それを伝えるために、平助はキヨラを真っ直ぐ見つめながら言い放つ。
「やっぱりやめよう、キヨラさん」
***
「本当は全然、大丈夫なんかじゃないんだろ? 覚悟なんて決まってないし、いけるとも思ってないだろ?」
そう言われて揺れるキヨラの瞳を見て、平助は自分の中の確信を深める。
「本当はまだ嫌なんだろ、キヨラさん。こんな流れで、こんな関係性のままでするのなんて、全然君の理想じゃないんだろう。君が夢見た、憧れの形なんかじゃないはずだ。だったら、今夜はするべきじゃない」
だから、平助は必死にキヨラを説得する。
「借金取りには俺も一緒に頭を下げる。二人で必死に頼み込んで、どうにか返済期日を延ばしてもらおう。そして、延ばしたその日までに改めてそういう関係になれるように、また二人で頑張ろう。
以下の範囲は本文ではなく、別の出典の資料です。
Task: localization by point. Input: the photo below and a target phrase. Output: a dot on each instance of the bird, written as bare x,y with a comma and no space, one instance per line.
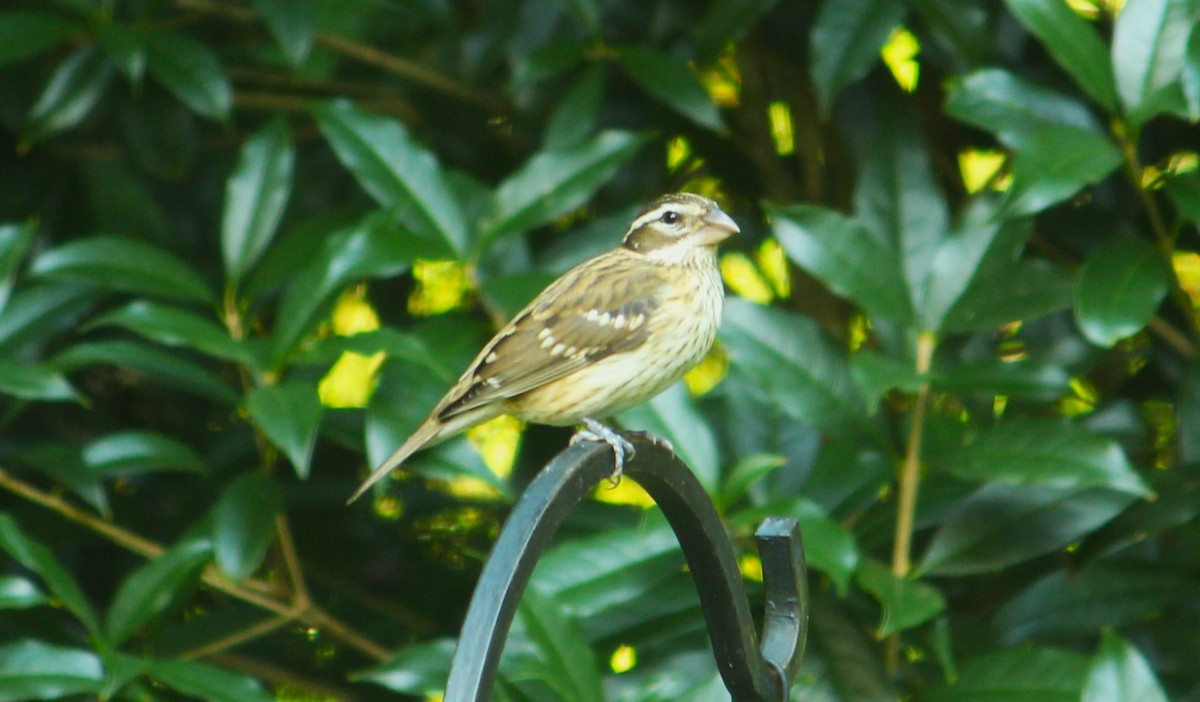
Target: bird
605,336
君を途中で見捨てたりなんかしない。約束する。だから――」
しかし、キヨラはその顔を哀しそうな微笑みに歪めて、静かに首を振った。
「そこまで平助さんに迷惑かけられませんよ……」
「迷惑なんて……いや、今まで散々かけてきただろ! 今更なんだよ! もう、こっちだって乗りかかった船ってやつだ、そう思ってくれればいい」
「でも、やっぱりこれ以上は……関係ない私の借金のために、頭まで下げさせるなんて……っ」
キヨラは泣きそうな声でそう言うと、目を伏せる。
「どうして、そこまでしてくれるんですか……!」
「このままやったって、今夜のことは君の中の消せない疵になるだけだ。君はこの先、その疵をずっと抱えて生きることになる。そんなの嫌なんだよ、俺は……だって――」
今夜のデートは、こんなにも素敵で楽しいものだったのに。
そんな素晴らしい夜の最後を、お互いに不幸になる形で締めくくりたくなかった。
ましてや、一生残る疵痕なんかにしたくなかった。
「――そんなこと、ないですよ……平助さんは勘違いしているみたいですけど、私、ちゃんと今夜することに納得も覚悟も出来ています」
だが、それを聞いてもキヨラはまだ頑なに食い下がってくる。
生来の頭の固さをこんな時にまで発揮して。
「平助さんはそれを信じるだけでいいんです。私が直接そう言っているんだから、そうなんだって。それで、全部解決するんです。簡単な話じゃないですか」
「嫌だ、信じられない。俺の方は覚悟も納得も出来ていない、出来るわけがない」
しかし、平助の方も折れない。まるで駄々をこねる子供のようにそれを拒む。
「――――ッ! どうしてですか!?」
すると、平助の強情さに我慢ならなくなったのか、キヨラが珍しく声を荒げた。
「平助さんにとって悪い話なんかじゃないはずでしょ!? 女の子の方が『いい』って言ってるんですよ!? だったら黙って役得いただいておけばいいじゃないですか! どうせ相手は今夜中に魔界に帰ってもう二度と会うこともない、一ヶ月二人でダラダラ遊んだだけのサキュバスなんですから! 平助さんが何の罪悪感も責任も感じる必要なんて――」
「感じるに決まってるだろ!?」
しかし、キヨラが最後まで言い終わる前に、平助がそれ以上の大声でそう叫んだ。
「一ヶ月も二人でいたんだぞ!? 一ヶ月間ずっと一緒に遊んで、仲を深めて、そのせいだよ! 一ヶ月も、お互いのことを教え合って、胸の内をさらけ出し合って――」
言いながら、平助は思い返す。
あの交換日記に書かれていたことを。
少しでも幸せな結末を目指したいという、キヨラの願いを。
「そのせいでどうしても、キヨラさんには不幸になって欲しくないって思ってしまう。幸せでいて欲しいって思ってしまうんだよ。ずっと、今夜のデートで見せてくれたような笑顔でいて欲しいって……魔界に帰ってからも、俺と過ごした時間が疵痕なんかじゃなくて、幸せな思い出になって欲しいって」
そこまで言ってから、昂ぶる感情に突き動かされるまま、平助はキヨラの両手を取って強く握る。
冷静さなんてものはとっくに放り捨てた。
キヨラを思いとどまらせる。考えを変えさせる。
その決意だけを胸に、平助はキヨラの顔を真っ直ぐ見つめながら一際大きな声で叫ぶ。
「キヨラさんを幸せにしたいんだ! この一ヶ月で、そう願ってしまうくらい俺は――君のことが好きになってしまったんだッ!!」
それが完全な愛の告白だということには、言ってしまった後で気づいた。
今さら撤回も、誤魔化すことも出来そうにない。
何故ならそれは平助自身もこの瞬間までそうだと気づいていなかった、自分の中の偽らざる本心でもあり――。
「……へ……平助さん……」
何より、それが現状を打開する一番の決め手となってしまったからであった。